YusukeIwaki / puppeteer-ruby

A Ruby port of Puppeteer
Apache License 2.0
290 stars 41 forks source link

XPath attributes without evaluation() #305

Closed n1xn closed 1 year ago

n1xn commented 1 year ago

Simple description about the feature

The title is simplest description possible.

Descrption

I am scrapping a pretty big list of product links (> 1000) and have issues that puppeteer throws cannot find context with specified id undefined. This is because I use XPath for collecting the nodes and evaluate the array in the next step. I would like to avoid the evaluate operation after using Sx() and access / map the desired attribute to a variable.
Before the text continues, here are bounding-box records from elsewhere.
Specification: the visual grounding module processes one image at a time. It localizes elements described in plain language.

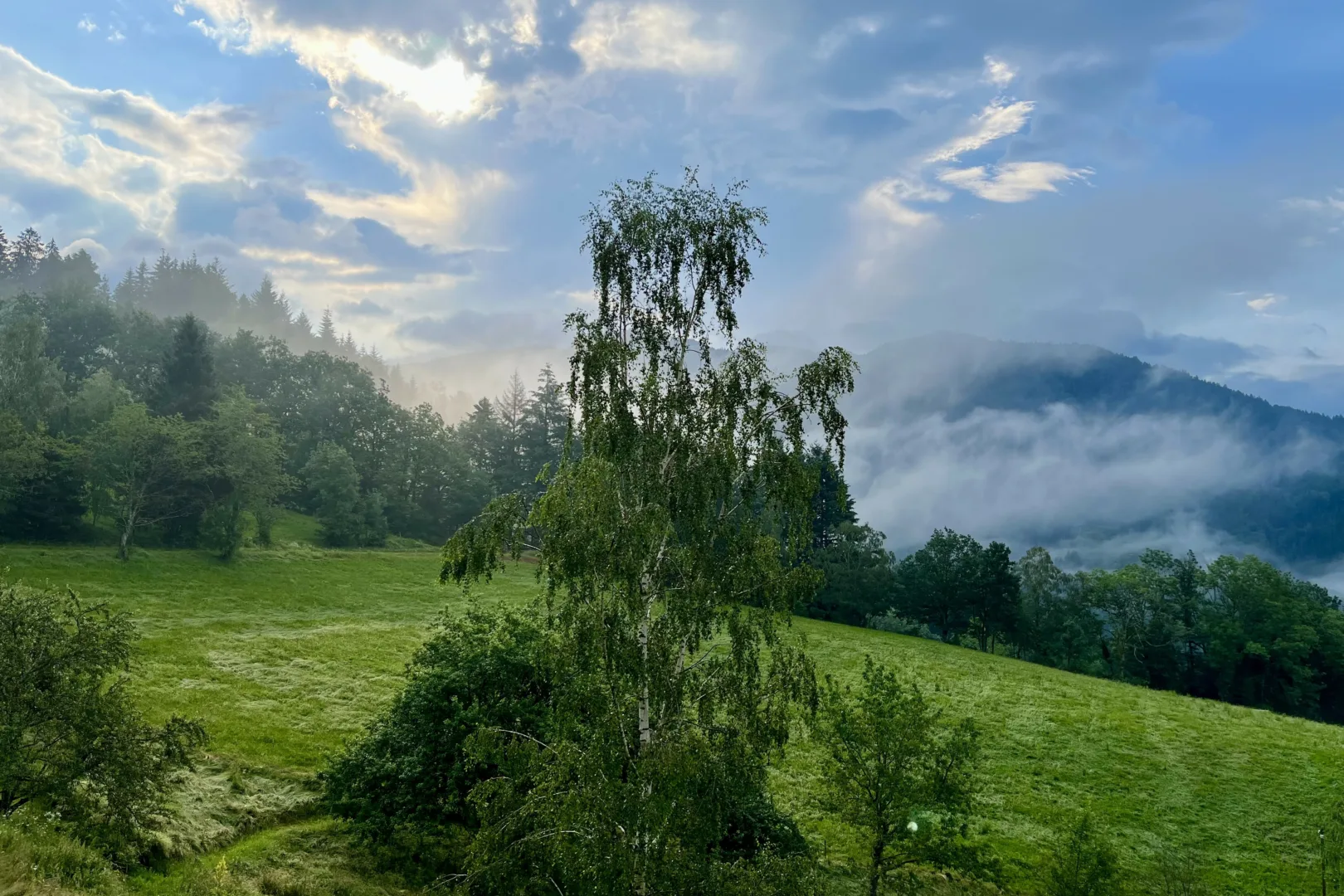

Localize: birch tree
[442,172,858,894]
[89,404,204,560]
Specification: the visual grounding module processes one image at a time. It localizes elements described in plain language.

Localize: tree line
[0,231,568,556]
[0,227,447,408]
[800,453,1344,723]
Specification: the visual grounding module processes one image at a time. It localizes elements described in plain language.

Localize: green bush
[323,610,563,841]
[0,580,206,863]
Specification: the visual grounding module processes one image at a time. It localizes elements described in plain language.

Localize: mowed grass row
[0,544,1344,894]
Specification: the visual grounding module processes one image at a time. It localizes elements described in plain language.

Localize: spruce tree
[158,314,217,421]
[317,308,336,352]
[9,227,46,284]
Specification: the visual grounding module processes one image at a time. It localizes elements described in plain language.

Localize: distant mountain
[827,334,1344,570]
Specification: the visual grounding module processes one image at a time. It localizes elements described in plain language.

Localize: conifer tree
[9,227,46,284]
[317,308,336,352]
[158,314,217,421]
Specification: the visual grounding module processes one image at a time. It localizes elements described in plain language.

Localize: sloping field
[0,544,1344,894]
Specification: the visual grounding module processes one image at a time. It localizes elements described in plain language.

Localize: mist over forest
[0,220,1344,582]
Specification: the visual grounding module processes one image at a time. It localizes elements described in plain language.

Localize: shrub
[0,582,206,863]
[1043,814,1119,896]
[323,610,562,841]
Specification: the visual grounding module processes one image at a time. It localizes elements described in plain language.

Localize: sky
[0,0,1344,412]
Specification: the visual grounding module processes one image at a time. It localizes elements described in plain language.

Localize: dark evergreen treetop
[158,314,217,421]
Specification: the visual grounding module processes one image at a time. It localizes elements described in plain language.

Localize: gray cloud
[398,310,561,352]
[336,298,392,317]
[847,404,1335,548]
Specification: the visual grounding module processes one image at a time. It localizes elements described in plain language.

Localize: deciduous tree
[444,174,855,894]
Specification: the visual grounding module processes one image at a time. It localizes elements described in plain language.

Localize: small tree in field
[304,442,364,547]
[89,404,204,560]
[1042,813,1121,896]
[0,580,206,859]
[816,657,978,896]
[206,388,289,560]
[444,173,855,894]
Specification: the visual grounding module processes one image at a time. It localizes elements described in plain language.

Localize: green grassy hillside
[0,544,1344,894]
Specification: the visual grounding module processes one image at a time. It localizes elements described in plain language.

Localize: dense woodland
[7,217,1344,722]
[0,222,568,556]
[0,179,1344,896]
[802,467,1344,723]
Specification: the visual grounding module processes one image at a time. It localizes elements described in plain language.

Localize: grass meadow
[0,532,1344,896]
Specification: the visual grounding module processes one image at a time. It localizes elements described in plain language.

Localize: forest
[0,172,1344,896]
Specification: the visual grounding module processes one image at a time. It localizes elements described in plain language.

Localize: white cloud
[1246,293,1288,312]
[938,161,1093,202]
[61,236,111,265]
[308,106,511,250]
[926,100,1036,163]
[192,0,488,122]
[845,400,1333,547]
[985,56,1017,87]
[859,178,952,230]
[0,46,253,232]
[570,2,737,74]
[183,0,508,249]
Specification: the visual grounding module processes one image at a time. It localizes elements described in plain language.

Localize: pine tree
[494,371,536,494]
[317,308,336,352]
[130,258,152,305]
[9,227,46,282]
[522,364,570,491]
[158,314,217,421]
[251,274,281,329]
[0,227,12,280]
[143,251,180,314]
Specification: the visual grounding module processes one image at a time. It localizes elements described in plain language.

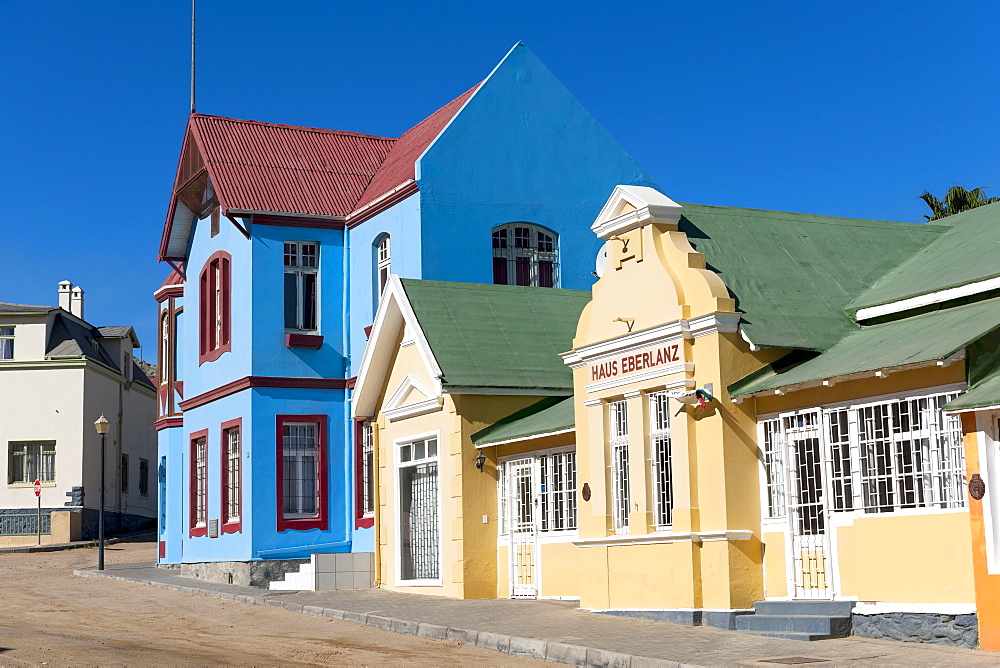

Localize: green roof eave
[729,298,1000,397]
[400,279,591,394]
[472,396,576,447]
[941,367,1000,413]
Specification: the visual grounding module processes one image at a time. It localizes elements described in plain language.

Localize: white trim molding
[854,276,1000,322]
[573,529,753,547]
[590,185,683,239]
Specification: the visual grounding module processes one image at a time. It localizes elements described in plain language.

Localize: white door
[782,411,833,599]
[506,458,538,598]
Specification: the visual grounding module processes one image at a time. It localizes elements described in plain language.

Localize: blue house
[155,44,653,581]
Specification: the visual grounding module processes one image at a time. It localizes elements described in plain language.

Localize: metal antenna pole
[191,0,198,114]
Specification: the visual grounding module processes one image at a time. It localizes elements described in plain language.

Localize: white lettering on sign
[590,343,681,382]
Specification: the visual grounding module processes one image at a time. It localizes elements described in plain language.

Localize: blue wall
[417,45,655,290]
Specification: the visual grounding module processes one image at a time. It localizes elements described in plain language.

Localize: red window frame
[198,251,233,366]
[274,415,329,531]
[219,418,243,533]
[188,429,208,538]
[354,418,375,529]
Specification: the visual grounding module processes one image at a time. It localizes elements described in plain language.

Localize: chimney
[59,281,73,311]
[69,285,83,320]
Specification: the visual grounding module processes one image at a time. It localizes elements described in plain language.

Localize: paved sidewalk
[74,564,1000,667]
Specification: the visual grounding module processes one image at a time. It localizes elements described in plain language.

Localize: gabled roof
[401,279,591,394]
[850,202,1000,310]
[679,204,950,350]
[354,84,479,210]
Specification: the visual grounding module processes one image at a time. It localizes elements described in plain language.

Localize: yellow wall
[962,413,1000,652]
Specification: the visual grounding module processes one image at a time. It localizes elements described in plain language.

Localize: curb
[73,570,692,668]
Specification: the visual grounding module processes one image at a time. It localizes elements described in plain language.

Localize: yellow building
[353,277,590,598]
[564,186,1000,645]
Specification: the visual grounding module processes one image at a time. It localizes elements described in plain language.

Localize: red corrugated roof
[354,84,479,209]
[191,114,396,216]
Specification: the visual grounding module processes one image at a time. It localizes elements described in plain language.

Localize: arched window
[493,223,559,288]
[376,234,392,295]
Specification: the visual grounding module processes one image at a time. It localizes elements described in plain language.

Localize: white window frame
[490,222,560,288]
[392,431,445,587]
[375,234,392,301]
[281,420,324,520]
[605,399,631,536]
[647,390,675,531]
[0,325,17,361]
[7,441,56,487]
[281,241,322,333]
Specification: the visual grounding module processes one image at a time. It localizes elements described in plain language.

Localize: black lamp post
[94,413,110,571]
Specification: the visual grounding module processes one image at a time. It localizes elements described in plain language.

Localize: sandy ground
[0,543,539,666]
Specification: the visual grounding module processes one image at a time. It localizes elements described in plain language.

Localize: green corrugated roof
[402,279,591,394]
[944,367,1000,411]
[680,204,949,350]
[729,298,1000,396]
[472,397,576,446]
[850,202,1000,312]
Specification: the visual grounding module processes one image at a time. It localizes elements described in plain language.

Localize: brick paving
[74,563,1000,667]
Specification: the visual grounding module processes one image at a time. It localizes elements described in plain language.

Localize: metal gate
[507,458,538,598]
[782,411,833,599]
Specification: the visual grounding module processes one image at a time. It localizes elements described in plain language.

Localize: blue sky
[0,0,1000,359]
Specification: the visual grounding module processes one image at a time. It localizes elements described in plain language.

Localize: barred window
[539,452,576,531]
[761,420,786,519]
[399,438,441,580]
[649,392,674,530]
[493,223,559,288]
[7,441,56,485]
[608,401,629,534]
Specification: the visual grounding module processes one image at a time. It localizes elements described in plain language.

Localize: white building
[0,281,157,545]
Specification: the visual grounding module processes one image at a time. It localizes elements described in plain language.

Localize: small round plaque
[969,473,986,501]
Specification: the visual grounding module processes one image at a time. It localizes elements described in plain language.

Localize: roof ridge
[191,114,399,142]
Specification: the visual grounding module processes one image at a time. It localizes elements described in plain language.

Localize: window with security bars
[285,241,319,332]
[761,392,966,517]
[649,392,674,530]
[361,421,375,517]
[608,401,629,534]
[398,438,441,580]
[539,452,576,531]
[191,436,208,529]
[0,327,14,360]
[375,234,392,295]
[761,420,786,518]
[281,422,319,519]
[7,441,56,485]
[493,223,559,288]
[222,427,241,523]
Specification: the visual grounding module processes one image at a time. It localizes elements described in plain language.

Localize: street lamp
[94,413,110,571]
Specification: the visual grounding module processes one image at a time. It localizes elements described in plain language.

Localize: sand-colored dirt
[0,542,537,666]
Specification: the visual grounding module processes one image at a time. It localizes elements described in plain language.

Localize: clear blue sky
[0,0,1000,360]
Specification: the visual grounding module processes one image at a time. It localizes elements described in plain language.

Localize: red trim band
[178,376,356,411]
[285,334,323,350]
[153,417,184,431]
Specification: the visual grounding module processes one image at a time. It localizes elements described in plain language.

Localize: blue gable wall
[417,44,656,290]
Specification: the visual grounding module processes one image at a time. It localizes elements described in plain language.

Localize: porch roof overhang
[729,298,1000,398]
[472,397,576,448]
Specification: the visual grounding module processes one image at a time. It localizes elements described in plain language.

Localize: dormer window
[0,327,14,360]
[493,223,559,288]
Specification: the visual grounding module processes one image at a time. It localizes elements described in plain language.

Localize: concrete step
[741,631,833,642]
[736,614,851,637]
[753,600,854,617]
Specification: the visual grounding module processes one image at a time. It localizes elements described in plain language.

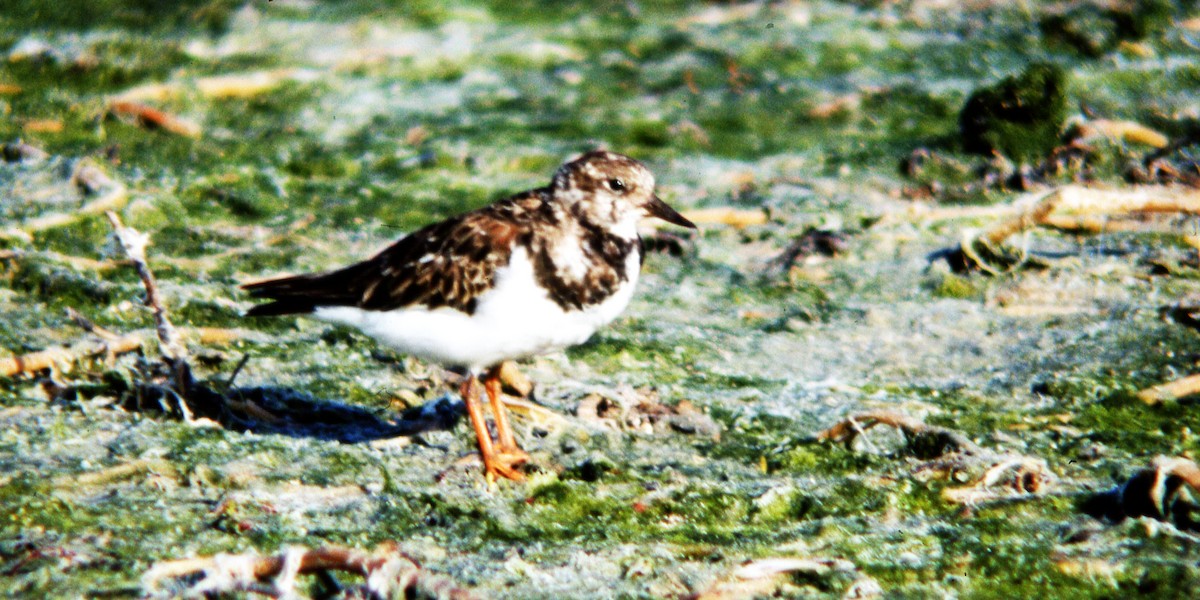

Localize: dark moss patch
[959,62,1067,161]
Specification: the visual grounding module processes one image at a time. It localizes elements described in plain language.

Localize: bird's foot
[484,445,529,482]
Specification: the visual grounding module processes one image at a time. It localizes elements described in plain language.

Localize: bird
[242,150,696,482]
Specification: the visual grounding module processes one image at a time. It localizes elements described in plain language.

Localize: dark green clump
[959,62,1067,162]
[1040,0,1176,58]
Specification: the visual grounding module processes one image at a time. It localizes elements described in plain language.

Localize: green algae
[0,2,1200,598]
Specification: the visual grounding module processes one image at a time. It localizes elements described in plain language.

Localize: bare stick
[0,334,143,377]
[1138,374,1200,404]
[106,211,192,397]
[142,544,475,600]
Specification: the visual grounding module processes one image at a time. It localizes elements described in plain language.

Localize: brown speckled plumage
[245,151,682,316]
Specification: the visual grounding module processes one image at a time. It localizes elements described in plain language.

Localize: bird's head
[551,150,696,234]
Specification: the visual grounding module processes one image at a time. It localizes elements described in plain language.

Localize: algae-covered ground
[0,0,1200,598]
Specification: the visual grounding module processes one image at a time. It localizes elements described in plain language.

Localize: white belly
[313,248,641,371]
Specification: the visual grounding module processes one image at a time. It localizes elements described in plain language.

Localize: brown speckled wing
[244,190,546,316]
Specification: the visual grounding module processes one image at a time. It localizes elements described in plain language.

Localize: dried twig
[686,557,882,600]
[1138,374,1200,404]
[106,211,192,397]
[948,186,1200,274]
[817,410,1054,505]
[142,544,475,600]
[817,410,979,455]
[108,100,202,138]
[0,328,250,377]
[0,334,144,377]
[0,161,130,241]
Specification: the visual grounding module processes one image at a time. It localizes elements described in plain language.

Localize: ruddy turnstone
[244,151,696,481]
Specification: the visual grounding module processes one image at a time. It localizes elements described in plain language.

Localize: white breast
[313,247,641,371]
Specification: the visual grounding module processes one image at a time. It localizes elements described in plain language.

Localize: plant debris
[942,186,1200,275]
[1084,456,1200,532]
[142,544,478,600]
[575,389,721,439]
[817,410,1055,506]
[959,62,1067,162]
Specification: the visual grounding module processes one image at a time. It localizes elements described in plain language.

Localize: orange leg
[484,365,529,464]
[458,373,524,482]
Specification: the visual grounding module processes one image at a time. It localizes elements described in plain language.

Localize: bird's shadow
[163,385,462,444]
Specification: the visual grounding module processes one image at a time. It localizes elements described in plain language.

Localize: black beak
[646,196,696,229]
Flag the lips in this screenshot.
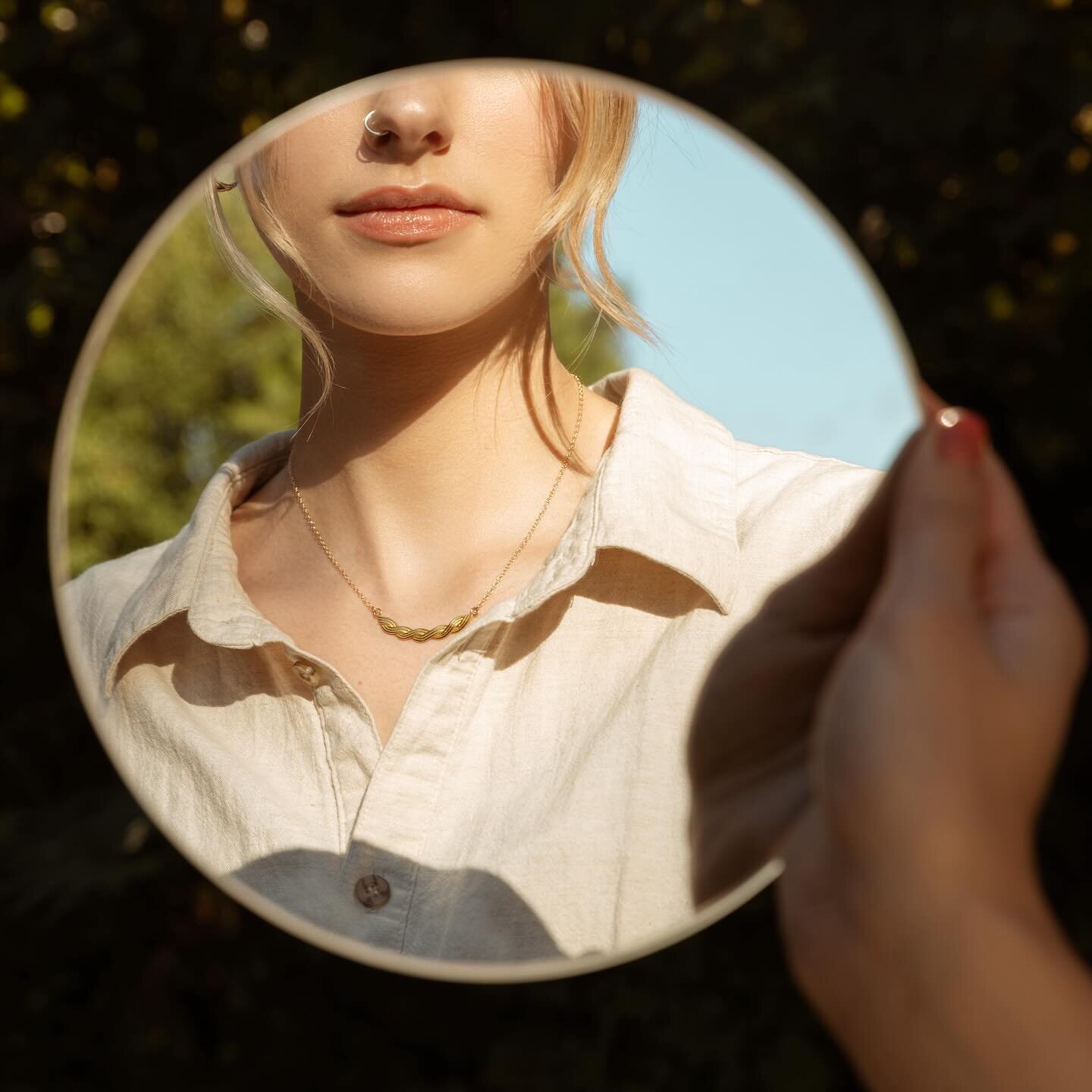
[337,184,476,216]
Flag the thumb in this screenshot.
[884,406,990,613]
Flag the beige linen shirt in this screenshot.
[59,368,881,960]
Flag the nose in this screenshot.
[362,81,454,162]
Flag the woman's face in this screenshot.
[249,65,573,335]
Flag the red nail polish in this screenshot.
[936,406,990,463]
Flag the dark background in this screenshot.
[0,0,1092,1092]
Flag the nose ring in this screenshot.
[364,110,390,136]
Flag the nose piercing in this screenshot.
[364,110,390,136]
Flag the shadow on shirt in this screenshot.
[229,841,600,961]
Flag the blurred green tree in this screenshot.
[67,190,623,576]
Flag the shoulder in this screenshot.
[57,539,173,663]
[734,440,884,548]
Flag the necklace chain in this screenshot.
[288,372,584,641]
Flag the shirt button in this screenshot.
[353,873,391,910]
[291,660,315,682]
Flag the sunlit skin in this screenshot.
[233,67,618,742]
[689,391,1092,1092]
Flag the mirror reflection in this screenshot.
[58,61,919,978]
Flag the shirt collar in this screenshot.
[102,367,739,698]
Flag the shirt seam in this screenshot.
[311,690,353,857]
[399,626,506,955]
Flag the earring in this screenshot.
[364,110,390,136]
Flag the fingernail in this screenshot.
[935,406,990,463]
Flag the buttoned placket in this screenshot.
[266,601,522,950]
[251,495,595,951]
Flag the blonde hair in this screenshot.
[206,69,658,416]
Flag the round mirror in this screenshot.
[50,60,921,982]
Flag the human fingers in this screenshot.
[883,406,988,620]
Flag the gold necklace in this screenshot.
[288,372,584,641]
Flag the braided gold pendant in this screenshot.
[377,610,474,641]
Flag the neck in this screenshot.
[285,282,617,603]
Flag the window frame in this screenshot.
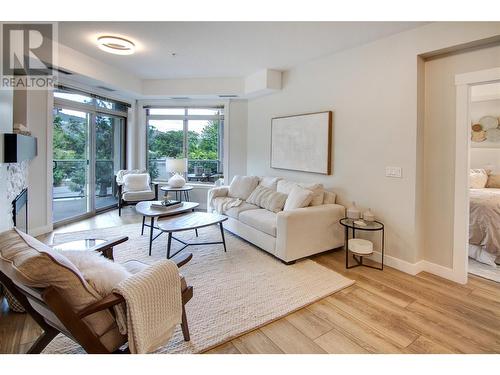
[143,104,226,184]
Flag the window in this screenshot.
[146,107,224,183]
[52,88,127,223]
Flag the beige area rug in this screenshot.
[44,224,354,353]
[469,258,500,283]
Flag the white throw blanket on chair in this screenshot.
[113,260,182,354]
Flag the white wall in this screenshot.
[0,90,13,233]
[424,46,500,267]
[247,23,500,264]
[27,90,53,235]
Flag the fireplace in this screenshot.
[12,188,28,233]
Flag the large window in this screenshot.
[146,107,224,183]
[52,89,127,223]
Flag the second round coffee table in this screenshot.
[135,201,200,255]
[160,185,193,202]
[158,212,227,259]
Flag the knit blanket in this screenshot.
[113,260,182,354]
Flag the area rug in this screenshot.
[44,224,354,353]
[469,258,500,283]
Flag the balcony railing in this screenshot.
[148,159,222,182]
[52,159,116,199]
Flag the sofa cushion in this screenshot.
[228,176,259,200]
[224,203,259,219]
[123,173,150,191]
[284,186,313,211]
[122,190,155,202]
[239,208,277,237]
[259,176,282,191]
[247,185,287,212]
[277,180,324,206]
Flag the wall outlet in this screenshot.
[385,167,403,178]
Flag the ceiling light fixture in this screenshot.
[97,35,135,55]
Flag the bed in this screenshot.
[469,188,500,266]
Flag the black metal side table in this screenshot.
[340,217,385,271]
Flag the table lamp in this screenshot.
[165,158,187,188]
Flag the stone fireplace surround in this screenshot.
[0,161,28,229]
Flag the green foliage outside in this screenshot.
[52,114,118,195]
[148,121,219,178]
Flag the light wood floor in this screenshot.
[0,209,500,353]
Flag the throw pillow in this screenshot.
[323,190,337,204]
[299,184,324,206]
[486,174,500,189]
[247,185,287,212]
[277,180,323,206]
[259,176,281,191]
[63,250,132,297]
[284,186,313,211]
[469,169,488,189]
[228,176,259,200]
[123,173,150,191]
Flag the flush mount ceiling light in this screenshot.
[97,35,135,55]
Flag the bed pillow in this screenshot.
[469,169,488,189]
[247,185,287,212]
[486,174,500,189]
[283,186,313,211]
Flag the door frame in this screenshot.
[452,67,500,284]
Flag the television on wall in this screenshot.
[3,133,37,163]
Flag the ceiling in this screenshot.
[58,22,425,79]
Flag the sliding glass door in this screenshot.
[94,114,125,210]
[52,88,126,223]
[52,108,91,222]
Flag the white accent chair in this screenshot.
[116,169,158,216]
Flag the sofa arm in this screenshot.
[207,186,229,212]
[275,204,345,262]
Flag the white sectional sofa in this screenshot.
[207,176,345,264]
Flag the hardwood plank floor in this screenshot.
[0,207,500,354]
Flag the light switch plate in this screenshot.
[385,167,403,178]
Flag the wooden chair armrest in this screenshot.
[175,253,193,268]
[78,293,125,318]
[88,236,128,252]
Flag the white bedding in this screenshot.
[469,188,500,265]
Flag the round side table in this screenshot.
[340,217,385,270]
[160,185,193,202]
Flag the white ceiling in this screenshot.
[59,22,424,79]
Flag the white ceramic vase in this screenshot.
[363,209,375,222]
[168,173,186,188]
[347,202,361,220]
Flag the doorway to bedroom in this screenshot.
[468,82,500,282]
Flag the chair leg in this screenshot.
[26,328,59,354]
[181,305,191,341]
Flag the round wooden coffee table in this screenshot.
[160,185,193,202]
[135,201,200,255]
[157,212,227,259]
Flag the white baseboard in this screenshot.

Therefore I played around with the options we have with Sx()[] and found out that the attributes are actually all loaded - which means the evaluation step afterwards is not needed. My problem is that I have to replace JSHandle: when accessing an attribute within its string.

Puppeteer reference

Current issue

  1. Here is an example, which I would like to show you. This example is the one actually failing after some 'hundred-ish' iterations.

    paginations.each do |pagination_step|
    xpath_links = '(//a[contains(concat(" ", normalize-space(@class), " "), " productlist__link ")])'
    link_nodes = page.Sx(xpath_links)
    
    link_nodes.each do |product_link|
    
    # evalution will be called thousands of times.      <---------
    href = page.evaluate('e => e.href', product_link)
    # href = product_link.evaluate('e => e.href')
    
    product = { href:, category: }
    products.push(product)
    end
    end
  2. After realizing that this is exceeding some limitations by browsers / puppeteer I have tried to optimize the evaluation to execute only once and setting the desired attribute href.

    paginations.each do |pagination_step|
    xpath_links = '(//a[contains(concat(" ", normalize-space(@class), " "), " productlist__link ")])'
    link_nodes = page.Sx(xpath_links)
    
    # executing now only on each pagination step - better.       <---------
    product_links = page.evaluate('e => e.map((el) => el.href)', link_nodes)
    product_links.each do |product_link|
    
    # but product_link is actually empty.       <---------
    product = { href: product_link, category: }
    products.push(product)
    end
    end
  3. As mentioned in the comment in code 2. the problem is that the mapped evaluation does not contain any values (tried also el.getAttribute('href')). So I tried to access the properties from Sx directly in ruby via property('href') and actually got the value but prefixed with JSHandle: - which I replaced and got it working.

    paginations.each do |pagination_step|
    xpath_links = '(//a[contains(concat(" ", normalize-space(@class), " "), " productlist__link ")])'
    link_nodes = page.Sx(xpath_links)
    
    # do not evaluate anything - loop through nodes
    link_nodes.each do |product_link|
    
    # access the current nodes property and remove JSHandle: prefix.      <---------
    href = product_link.property("href").to_s.gsub('JSHandle:', '')
    
    product = { href:, category: }
    products.push(product)
    end
    end

Usecase / Motivation

I am not sure if I am using this right or missed a conzept, but as mentioned I have a problem with page.evaluate(). I would like to get attributes by xpath without hacking .to_s.gsub('JSHandle:'.''). See the code below for my suggestion.

xpath = '//expression'
xpath_nodes = Sx(xpath)

xpath_nodes.each do |node|
  href = node.attribute('href')
end